Grill the controller! – feeding others from the tin cup

Grill the controller! – feeding others from the tin cup

Our theory derived from experience: You can tell the futuristic capability of a business by the size of its break room. So we developed the “break room index”: The punier and drabber its current condition, the lower the probability that the company will spend money on our services as Arbeitsweltverbesserer. A company that fobs its employees with only the bare necessities will even less so spend money on paint or emotionally inspiring rooms. From coffee to vegetable stew – ingestion in German offices sucks!

The usual suspects

A foil carton is a standardized piece of molded aluminum. It is filled with food at 5am which is consumed around 12:30pm by those who aren’t lucky enough to work close to a city center.
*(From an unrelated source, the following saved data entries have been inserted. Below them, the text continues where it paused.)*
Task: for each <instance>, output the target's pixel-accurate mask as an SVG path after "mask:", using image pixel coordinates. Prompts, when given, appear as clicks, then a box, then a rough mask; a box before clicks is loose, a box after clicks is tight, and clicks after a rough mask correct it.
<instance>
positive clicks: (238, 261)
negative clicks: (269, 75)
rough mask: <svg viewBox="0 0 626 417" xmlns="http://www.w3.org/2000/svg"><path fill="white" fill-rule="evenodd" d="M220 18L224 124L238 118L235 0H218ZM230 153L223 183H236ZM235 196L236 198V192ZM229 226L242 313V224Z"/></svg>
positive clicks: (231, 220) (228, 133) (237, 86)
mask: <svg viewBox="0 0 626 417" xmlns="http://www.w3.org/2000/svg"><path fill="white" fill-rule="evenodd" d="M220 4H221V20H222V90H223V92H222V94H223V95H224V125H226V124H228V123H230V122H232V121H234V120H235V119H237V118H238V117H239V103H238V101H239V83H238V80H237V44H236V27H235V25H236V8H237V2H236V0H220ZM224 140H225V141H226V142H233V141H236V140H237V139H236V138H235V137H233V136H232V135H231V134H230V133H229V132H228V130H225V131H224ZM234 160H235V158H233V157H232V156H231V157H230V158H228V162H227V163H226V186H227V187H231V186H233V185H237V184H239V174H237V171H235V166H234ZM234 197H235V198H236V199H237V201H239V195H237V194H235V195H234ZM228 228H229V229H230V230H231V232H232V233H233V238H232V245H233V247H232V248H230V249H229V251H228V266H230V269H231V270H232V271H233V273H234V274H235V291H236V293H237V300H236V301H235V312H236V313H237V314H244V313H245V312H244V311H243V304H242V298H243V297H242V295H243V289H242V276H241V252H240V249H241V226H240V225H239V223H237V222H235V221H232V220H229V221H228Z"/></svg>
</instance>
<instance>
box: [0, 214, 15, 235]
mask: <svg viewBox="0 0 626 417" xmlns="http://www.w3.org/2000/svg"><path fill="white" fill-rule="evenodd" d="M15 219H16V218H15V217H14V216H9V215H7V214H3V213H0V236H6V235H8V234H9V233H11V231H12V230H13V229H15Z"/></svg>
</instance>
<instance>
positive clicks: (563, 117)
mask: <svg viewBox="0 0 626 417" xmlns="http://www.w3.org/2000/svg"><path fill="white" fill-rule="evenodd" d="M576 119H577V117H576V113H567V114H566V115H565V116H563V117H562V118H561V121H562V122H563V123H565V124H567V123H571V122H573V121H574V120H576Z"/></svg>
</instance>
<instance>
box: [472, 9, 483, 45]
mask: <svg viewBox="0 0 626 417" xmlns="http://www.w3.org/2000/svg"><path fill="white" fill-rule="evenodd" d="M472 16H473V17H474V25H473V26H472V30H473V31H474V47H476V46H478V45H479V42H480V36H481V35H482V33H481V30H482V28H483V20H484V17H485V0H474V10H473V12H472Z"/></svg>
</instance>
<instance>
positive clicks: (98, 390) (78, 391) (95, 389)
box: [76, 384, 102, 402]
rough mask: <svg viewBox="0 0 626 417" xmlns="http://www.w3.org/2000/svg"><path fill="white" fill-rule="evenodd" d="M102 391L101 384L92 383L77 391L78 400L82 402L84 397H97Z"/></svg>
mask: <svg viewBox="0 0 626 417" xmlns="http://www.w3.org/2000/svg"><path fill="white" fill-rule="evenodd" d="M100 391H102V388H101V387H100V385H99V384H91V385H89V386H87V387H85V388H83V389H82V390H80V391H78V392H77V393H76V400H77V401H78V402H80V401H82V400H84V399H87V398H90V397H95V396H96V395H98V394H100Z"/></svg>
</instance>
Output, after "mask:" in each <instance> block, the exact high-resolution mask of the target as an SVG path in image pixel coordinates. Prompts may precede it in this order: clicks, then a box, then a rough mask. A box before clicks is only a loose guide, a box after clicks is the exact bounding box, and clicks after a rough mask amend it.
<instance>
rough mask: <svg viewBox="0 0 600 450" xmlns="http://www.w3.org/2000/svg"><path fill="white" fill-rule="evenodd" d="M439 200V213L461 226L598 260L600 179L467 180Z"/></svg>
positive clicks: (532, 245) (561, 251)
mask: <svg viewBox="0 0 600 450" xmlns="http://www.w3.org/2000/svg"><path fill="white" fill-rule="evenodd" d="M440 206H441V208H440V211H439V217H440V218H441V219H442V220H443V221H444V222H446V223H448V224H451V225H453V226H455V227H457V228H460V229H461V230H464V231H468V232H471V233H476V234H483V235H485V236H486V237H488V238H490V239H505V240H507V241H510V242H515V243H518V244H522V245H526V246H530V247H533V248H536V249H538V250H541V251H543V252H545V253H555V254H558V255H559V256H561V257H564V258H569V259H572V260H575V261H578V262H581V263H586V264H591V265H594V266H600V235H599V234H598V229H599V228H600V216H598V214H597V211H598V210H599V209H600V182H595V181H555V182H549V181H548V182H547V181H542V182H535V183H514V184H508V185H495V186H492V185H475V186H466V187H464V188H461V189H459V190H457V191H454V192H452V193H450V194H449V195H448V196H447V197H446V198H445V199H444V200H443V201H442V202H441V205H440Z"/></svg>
It is particularly used by companies in industrial areas, far off the beaten track, and therefore far from the next supermarket.
A break room is a functional space about 5 x 10 feet, equipped with low-maintenance surfaces, a fridge, coffee machine, and – if you’re lucky – a microwave. Thanks to euphemistically exaggerated area economics, anyone bigger than size 0 has to fold up elbows and butt simultaneously so they don’t get stuck when loading or unloading the dish washer.
A cafeteria is a big, bleak room with many identical tables stuck close together. The atmosphere often is evocative of a juvenile prison. The carelessly chosen chairs move with great noise, which provides the transculturally and transnationally characteristic cafeteria background noise. The low-cost furniture serves the second purpose of time efficiency: whoever eats under such circumstances does not spend more time on it than absolutely necessary. Therefore the barely half-an-hour lunch break easily suffices.

Neanderthals

How did we stoop so low that cafeteria, foil carton, and break room are all that’s left of food culture in our office routine?
For centuries we have sat around fires with our clans, chewed on a piece of mammoth meat for hours while gazing at the stars and telling each other stories and exchanging tales and myths. Cooking was one of the first human cultural technologies. The steady development of knives, pots, and ovens was the driving force behind our inventive spirits. Spices during the Medieval and Early Modern Age were as important as mineral oil is today. Out spiritual and cultural development has been shaped while hunting, preparing, and consuming food. And now we sit penned up in dismal rooms or desperately gobble up ramen noodles.

Cafeteria and amore

Massimo is a passionate chef and pizzaiolo. But about seven years ago he decided to put his small son Luca to bed each night rather than putting pizzas in the oven. And that is how it came that today Massimo cooks at mercateo in Köthen and prepares fresh food for up to 100 employees – for about 3 € per meal. Massimo sings in the kitchen, juggles fragrant herbs, and the employees feel like regular guests at Mamma Italia.
Only on Thursdays Massimo can hardly keep up with the crowd of customers and subcontractors that just all happen to turn up for pizza day (well-aware of who pays for a business lunch).
Form AND content… In the new employee restaurant of Ritter Sport we devoted ourselves to turning a cafeteria into an experience location to really refuel and regenerate. The restaurant is supposed to be – that was the wish Mrs. Ritter expressed – a gathering place for all employees from manufacture to administration. Our solution: a design without hierarchies, vistas of nature, warm materials, spots for regulars, one-more-coffee-drinkers, gossip groups, and lunchtime relaxers. The diversity of the furniture and its non-cafeteria atmosphere is the reason it sometimes doubles as a conference room. Job interviews take place here instead of in a meeting room.

In a sinking submarine

Already 2,000 years ago the Roman poet Juvenal knew: A sound mind lives in a sound body. Innovation, performance ability, contentment, and the basic need “ingestion” are closer related than one might think. Companies with good food provision have a lower turnover and a good deal more qualified applicants. That is not due to the food itself, but due to the appreciative attitude towards the staff it expresses.
Businesses with break rooms the size of submarine galleys suffer one fate: they drown.